Mesmo antes da sessão no Senado se encerrar, Draghi se dirigiu ao Palácio de Quirinal, sede da Presidência da República, para se reunir com o presidente do país, Sergio Mattarella, e oficializar sua renúncia. Com as três ausências, não houve quórum para validar a sessão no Senado, mas isto foi indiferente, pois o premier já deixara claro que só ficaria no governo se tivesse um amplo mandato.

Antes da votação, os dois partidos de direita se disseram dispostos a ficar no governo, contanto o MS5 saísse e fosse formada uma nova coalizão. "Os partidos de centro-direita querem um 'novo pacto' de governo e vão contribuir para a solução dos problemas do país, mas só com um novo Executivo, profundamente renovado, liderado igualmente por Draghi e sem o o Movimento 5 Estrelas", disseram em nota.

A exigência entrava em choque direto com uma demanda do próprio premier no Senado mais cedo. Em discurso, Draghi, deu sinais de que pretendia permanecer no cargo, após cinco dias de crise.

Para isso, no entanto, impôs como condição que os partidos da coalizão governista se alinhassem às suas propostas. Draghi afirmou que a Itália precisa de um “governo forte e coeso”, sustentado por “um acordo de confiança sincero e concreto”.

— A única maneira de continuarmos juntos é reconstruir esse pacto do zero, com coragem, altruísmo, credibilidade. O povo italiano, em particular, está pedindo isso — disse ele, que está no cargo há 17 meses.

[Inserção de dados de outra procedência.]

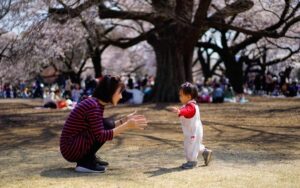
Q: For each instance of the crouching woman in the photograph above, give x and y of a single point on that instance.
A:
(85, 129)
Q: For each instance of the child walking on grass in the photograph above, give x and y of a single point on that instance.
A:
(189, 115)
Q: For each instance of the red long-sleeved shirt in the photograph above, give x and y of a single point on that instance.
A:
(83, 126)
(188, 111)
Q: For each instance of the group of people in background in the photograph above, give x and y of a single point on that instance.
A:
(140, 90)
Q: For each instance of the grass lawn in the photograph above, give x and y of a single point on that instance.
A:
(256, 144)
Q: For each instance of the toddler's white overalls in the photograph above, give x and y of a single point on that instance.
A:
(193, 133)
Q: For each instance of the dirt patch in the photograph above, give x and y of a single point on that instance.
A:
(255, 145)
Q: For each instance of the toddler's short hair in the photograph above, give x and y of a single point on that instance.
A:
(189, 89)
(107, 86)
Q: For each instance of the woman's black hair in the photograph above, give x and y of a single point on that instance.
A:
(189, 89)
(106, 88)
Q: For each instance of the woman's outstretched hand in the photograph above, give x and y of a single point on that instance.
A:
(174, 109)
(136, 121)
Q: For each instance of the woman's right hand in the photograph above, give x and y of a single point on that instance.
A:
(137, 122)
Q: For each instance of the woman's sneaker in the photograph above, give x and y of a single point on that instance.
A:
(207, 156)
(90, 168)
(189, 165)
(100, 161)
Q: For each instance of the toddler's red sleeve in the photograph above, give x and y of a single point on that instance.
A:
(188, 111)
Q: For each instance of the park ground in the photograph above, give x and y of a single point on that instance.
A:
(256, 144)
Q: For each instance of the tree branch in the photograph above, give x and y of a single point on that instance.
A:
(73, 12)
(153, 18)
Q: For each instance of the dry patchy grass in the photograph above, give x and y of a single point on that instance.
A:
(255, 145)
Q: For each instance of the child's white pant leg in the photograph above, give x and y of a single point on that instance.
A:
(192, 147)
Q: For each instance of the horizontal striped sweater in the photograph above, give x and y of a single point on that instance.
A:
(82, 128)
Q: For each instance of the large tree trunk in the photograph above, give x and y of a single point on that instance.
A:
(234, 72)
(174, 67)
(96, 59)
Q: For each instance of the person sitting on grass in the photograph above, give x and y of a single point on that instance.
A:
(85, 129)
(191, 124)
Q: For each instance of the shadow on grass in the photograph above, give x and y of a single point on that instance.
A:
(65, 173)
(161, 171)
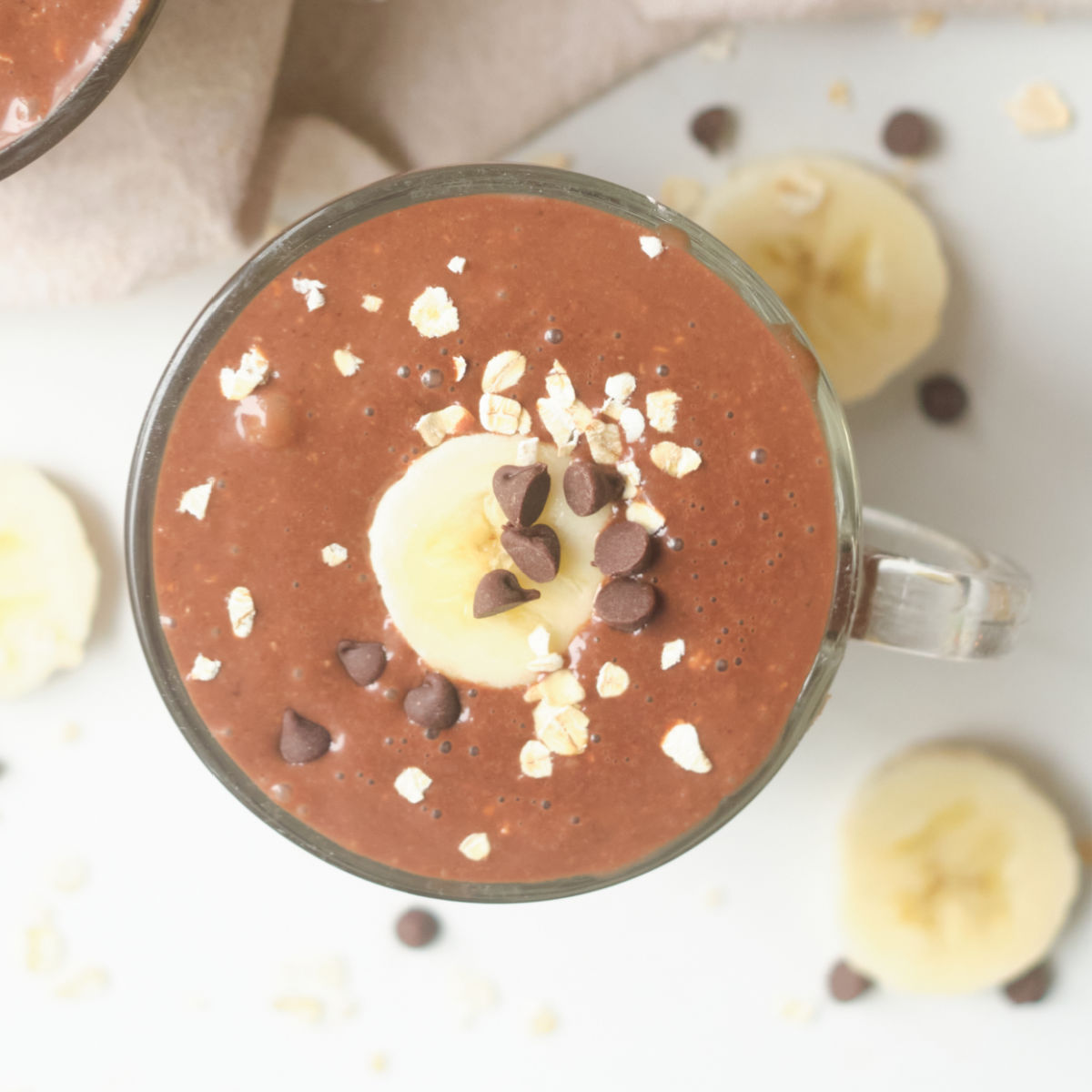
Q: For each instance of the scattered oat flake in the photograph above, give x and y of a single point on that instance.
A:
(347, 361)
(437, 426)
(674, 460)
(527, 451)
(70, 874)
(90, 982)
(311, 290)
(612, 682)
(662, 410)
(45, 949)
(303, 1007)
(561, 688)
(544, 1022)
(562, 729)
(475, 846)
(1038, 109)
(560, 424)
(632, 473)
(604, 441)
(621, 387)
(334, 555)
(503, 370)
(672, 653)
(560, 387)
(645, 516)
(236, 383)
(412, 784)
(682, 194)
(535, 759)
(632, 421)
(500, 414)
(196, 500)
(682, 746)
(720, 45)
(203, 670)
(240, 611)
(800, 191)
(923, 25)
(432, 315)
(840, 94)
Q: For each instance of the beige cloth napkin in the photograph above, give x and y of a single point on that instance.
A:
(234, 102)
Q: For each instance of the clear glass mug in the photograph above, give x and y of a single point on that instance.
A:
(896, 583)
(85, 97)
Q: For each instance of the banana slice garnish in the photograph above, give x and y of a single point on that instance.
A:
(853, 258)
(48, 580)
(958, 874)
(437, 532)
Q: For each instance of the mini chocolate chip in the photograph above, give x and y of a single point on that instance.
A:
(500, 591)
(434, 704)
(906, 134)
(364, 661)
(713, 128)
(416, 928)
(943, 398)
(846, 984)
(301, 741)
(535, 551)
(521, 491)
(626, 604)
(622, 550)
(589, 486)
(1030, 987)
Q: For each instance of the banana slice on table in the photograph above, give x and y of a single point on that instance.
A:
(853, 258)
(437, 533)
(48, 580)
(958, 874)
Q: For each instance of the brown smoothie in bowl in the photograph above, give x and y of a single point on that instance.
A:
(47, 47)
(317, 577)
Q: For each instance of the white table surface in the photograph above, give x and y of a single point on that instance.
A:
(707, 975)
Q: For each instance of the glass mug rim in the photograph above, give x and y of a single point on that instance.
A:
(274, 258)
(86, 97)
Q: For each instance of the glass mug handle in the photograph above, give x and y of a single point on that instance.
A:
(924, 592)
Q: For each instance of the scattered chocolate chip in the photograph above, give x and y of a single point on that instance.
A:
(500, 591)
(907, 134)
(622, 550)
(301, 741)
(434, 704)
(364, 661)
(846, 984)
(521, 491)
(416, 928)
(626, 604)
(589, 486)
(1030, 987)
(943, 398)
(535, 551)
(713, 128)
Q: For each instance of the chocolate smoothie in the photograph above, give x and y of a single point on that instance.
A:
(374, 479)
(47, 47)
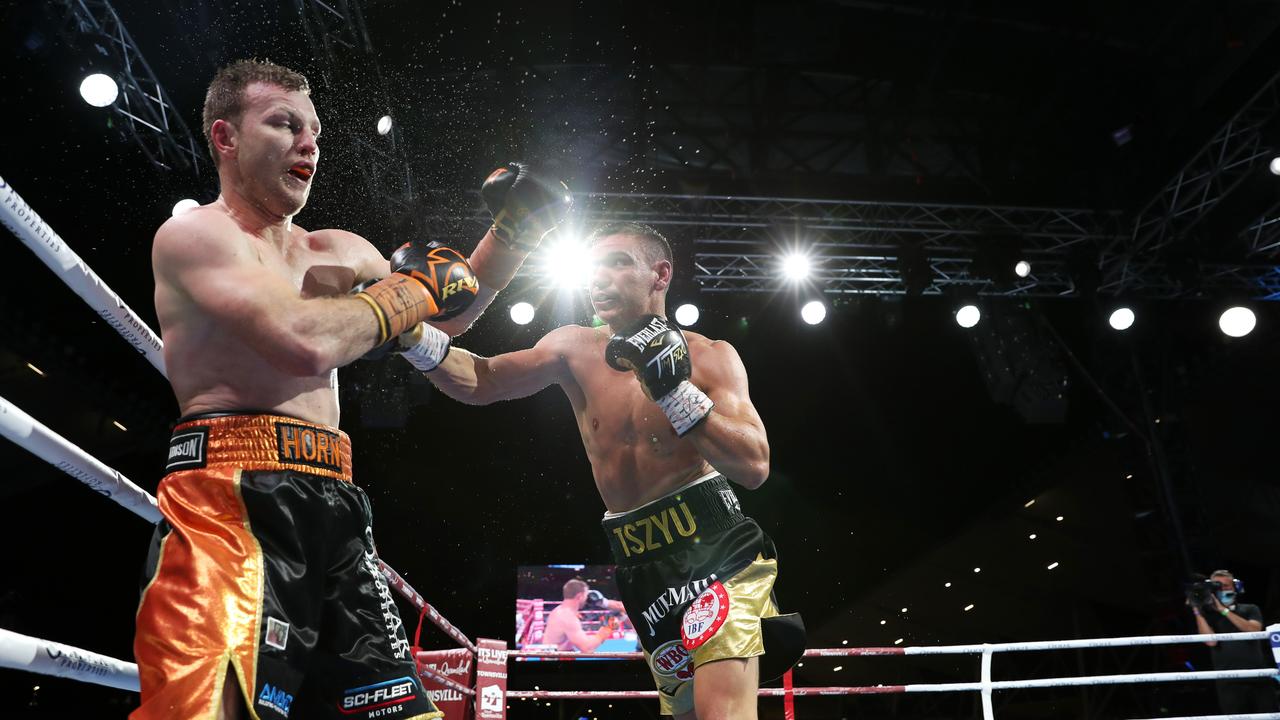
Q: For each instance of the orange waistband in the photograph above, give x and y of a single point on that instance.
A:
(260, 442)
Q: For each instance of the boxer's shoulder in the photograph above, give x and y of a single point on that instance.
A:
(200, 233)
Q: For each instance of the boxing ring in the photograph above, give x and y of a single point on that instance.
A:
(470, 680)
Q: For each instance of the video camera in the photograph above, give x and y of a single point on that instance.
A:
(1201, 592)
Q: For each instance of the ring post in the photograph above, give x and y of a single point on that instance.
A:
(492, 679)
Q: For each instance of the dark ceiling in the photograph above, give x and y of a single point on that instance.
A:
(903, 456)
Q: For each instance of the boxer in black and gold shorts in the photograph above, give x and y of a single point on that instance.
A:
(696, 578)
(265, 566)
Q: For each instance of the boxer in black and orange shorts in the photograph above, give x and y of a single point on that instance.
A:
(265, 566)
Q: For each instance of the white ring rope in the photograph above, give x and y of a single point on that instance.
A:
(58, 451)
(35, 233)
(46, 657)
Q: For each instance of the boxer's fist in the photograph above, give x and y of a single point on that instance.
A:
(443, 272)
(656, 351)
(524, 205)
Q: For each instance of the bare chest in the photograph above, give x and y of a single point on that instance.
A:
(315, 270)
(617, 414)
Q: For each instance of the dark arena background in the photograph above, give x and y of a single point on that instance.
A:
(1036, 477)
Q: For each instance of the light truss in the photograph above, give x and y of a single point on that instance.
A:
(144, 106)
(338, 37)
(1223, 164)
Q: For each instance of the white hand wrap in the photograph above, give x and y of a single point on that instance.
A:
(685, 406)
(424, 346)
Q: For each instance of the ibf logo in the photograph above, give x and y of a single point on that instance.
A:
(730, 500)
(378, 696)
(275, 698)
(671, 660)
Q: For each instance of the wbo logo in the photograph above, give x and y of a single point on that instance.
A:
(275, 698)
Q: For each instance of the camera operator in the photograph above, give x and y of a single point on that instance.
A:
(1212, 601)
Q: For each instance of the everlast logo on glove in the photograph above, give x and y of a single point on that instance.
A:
(656, 327)
(309, 446)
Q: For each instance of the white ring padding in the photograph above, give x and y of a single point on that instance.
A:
(58, 451)
(46, 657)
(1246, 716)
(1093, 680)
(1084, 643)
(41, 238)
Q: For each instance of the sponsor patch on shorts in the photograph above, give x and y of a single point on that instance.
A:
(705, 615)
(277, 633)
(187, 450)
(671, 660)
(380, 698)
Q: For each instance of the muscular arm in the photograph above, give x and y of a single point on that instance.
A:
(584, 641)
(211, 265)
(480, 381)
(732, 436)
(1244, 623)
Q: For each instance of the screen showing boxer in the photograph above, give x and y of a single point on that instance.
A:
(571, 609)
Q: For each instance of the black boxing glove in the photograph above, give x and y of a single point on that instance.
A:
(524, 205)
(658, 354)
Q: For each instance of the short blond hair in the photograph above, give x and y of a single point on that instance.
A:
(225, 96)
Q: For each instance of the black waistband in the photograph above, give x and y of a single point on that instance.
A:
(229, 413)
(676, 520)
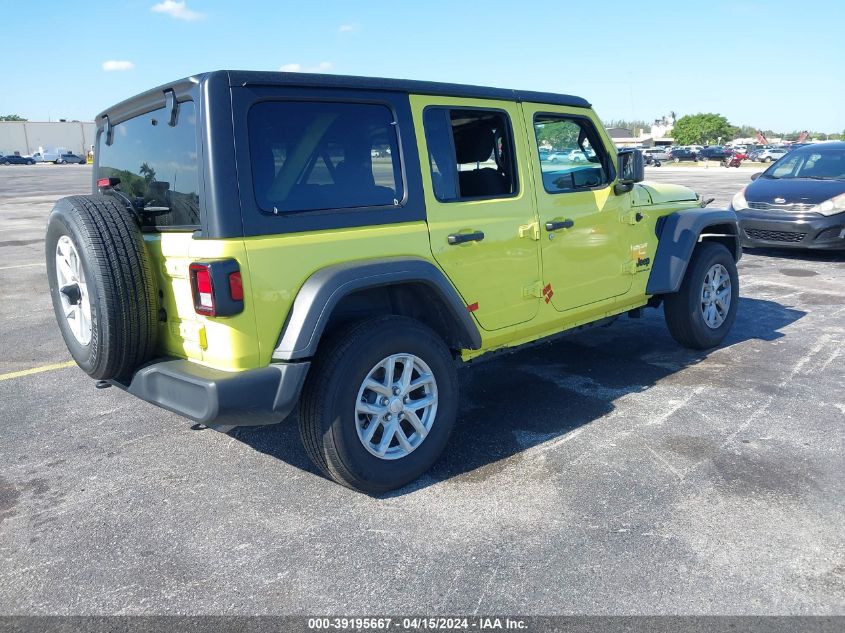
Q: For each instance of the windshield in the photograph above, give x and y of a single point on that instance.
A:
(819, 165)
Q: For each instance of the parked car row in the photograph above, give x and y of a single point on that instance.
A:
(66, 158)
(14, 159)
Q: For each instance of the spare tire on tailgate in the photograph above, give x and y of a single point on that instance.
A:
(102, 285)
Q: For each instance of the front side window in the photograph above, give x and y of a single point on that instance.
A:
(470, 154)
(574, 157)
(323, 155)
(157, 166)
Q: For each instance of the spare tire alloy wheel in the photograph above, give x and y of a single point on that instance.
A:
(73, 290)
(102, 285)
(396, 407)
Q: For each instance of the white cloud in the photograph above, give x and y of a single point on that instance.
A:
(177, 10)
(322, 67)
(114, 64)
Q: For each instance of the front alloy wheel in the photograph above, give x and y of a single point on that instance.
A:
(716, 296)
(700, 314)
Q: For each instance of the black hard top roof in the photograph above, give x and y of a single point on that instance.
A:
(237, 78)
(245, 78)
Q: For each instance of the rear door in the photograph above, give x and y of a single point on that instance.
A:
(585, 240)
(481, 214)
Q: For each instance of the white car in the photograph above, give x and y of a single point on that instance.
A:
(769, 155)
(567, 156)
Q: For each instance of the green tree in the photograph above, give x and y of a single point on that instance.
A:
(558, 134)
(747, 131)
(147, 172)
(703, 129)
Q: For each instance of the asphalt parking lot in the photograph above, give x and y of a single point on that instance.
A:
(612, 472)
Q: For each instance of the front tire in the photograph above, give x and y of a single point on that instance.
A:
(701, 313)
(379, 404)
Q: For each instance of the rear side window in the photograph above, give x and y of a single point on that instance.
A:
(324, 155)
(470, 154)
(577, 161)
(157, 166)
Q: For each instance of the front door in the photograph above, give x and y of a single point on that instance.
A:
(586, 243)
(479, 204)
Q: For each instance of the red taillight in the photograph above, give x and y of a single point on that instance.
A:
(209, 281)
(203, 289)
(236, 288)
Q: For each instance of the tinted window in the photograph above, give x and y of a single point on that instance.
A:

Ex-presidente do Banco Central Europeu (BCE) nomeado há 17 meses, Draghi disse que foi convidado a criar um governo para enfrentar a pandemia, bem como emergências econômicas e sociais. O amplo apoio permitiu que seu governo agisse rapidamente e aprovasse reformas, acrescentou.

— Acho que um primeiro-ministro que nunca enfrentou eleitores precisa do apoio mais amplo possível no Parlamento — disse Draghi, em alusão à sua condição de nunca ter sido eleito para o Parlamento.

Confirmada sua renúncia, Mattarella pode convidar os partidos a tentarem formar um novo governo até o final da atual Legislatura, no final do primeiro semestre do ano que vem, ou então convocar novas eleições gerais. As datas prováveis para o pleito, caso seja esta a opção, são 25 de setembro ou 2 de outubro.

Os motivos para o afastamento do premier são diferentes: a Liga e a Força Itália têm esperança de que, caso haja eleições antecipadas, possam chegar ao poder, pois as pesquisas mostram uma clara vantagem da direita. Já o M5S perdeu influência na política, e busca reconstruir sua identidade, com clamores públicos por maiores gastos sociais.

A crise foi deflagrada na quinta-feira da semana passada, quando o M5S se absteve de votar a favor de um pacote de gastos proposto pelo governo. Draghi então apresentou sua renúncia a Mattarella, mas este a recusou, convidando-o a realizar uma consulta com os partidos da base — isto é, a votação do Senado nesta quarta-feira.

Nos últimos dias, houve uma série de clamores públicos pela permanência de Draghi, em um momento em que a Itália enfrenta forte inflação, a perspectiva de uma recessão na Europa, a necessidade de aprovar reformas para ter acesso ao fundo da União Europeia de € 200 bilhões (R$ 1,1 trilhões) para a retomada pós-pandemia e um cenário internacional complexo com a guerra na Ucrânia.

Mais de mil prefeitos, incluindo os administradores dos 10 principais centros urbanos, assinaram uma petição pela permanência do premier, assim como o fizeram grupos de categorias profissionais. Houve também manifestações pela continuidade do governo nas principais cidades italianas, ações incomuns em um país onde a rotatividade na política tem sido alta.

O fim do governo insere uma alta dose de incerteza na política italiana, e sua repercussão foi imediata. A ministra dos Assuntos Regionais, Mariastella Gemini, anunciou sua saída imediata do Força Itália. Já o ministro do Exterior, Luigi di Maio , afirmou que o dia de hoje significa "uma página sombria para a Itália".

"A política falhou, diante de uma emergência a resposta foi a de não saber assumir a responsabilidade de governar. O futuro dos italianos foi usado como em um jogo. Os efeitos dessa escolha trágica permanecerão na História", escreveu no Twitter.

O último político italiano a conquistar um claro mandato nas urnas, sem exigir a formação de uma coalizão, foi Silvio Berlusconi, em 2008.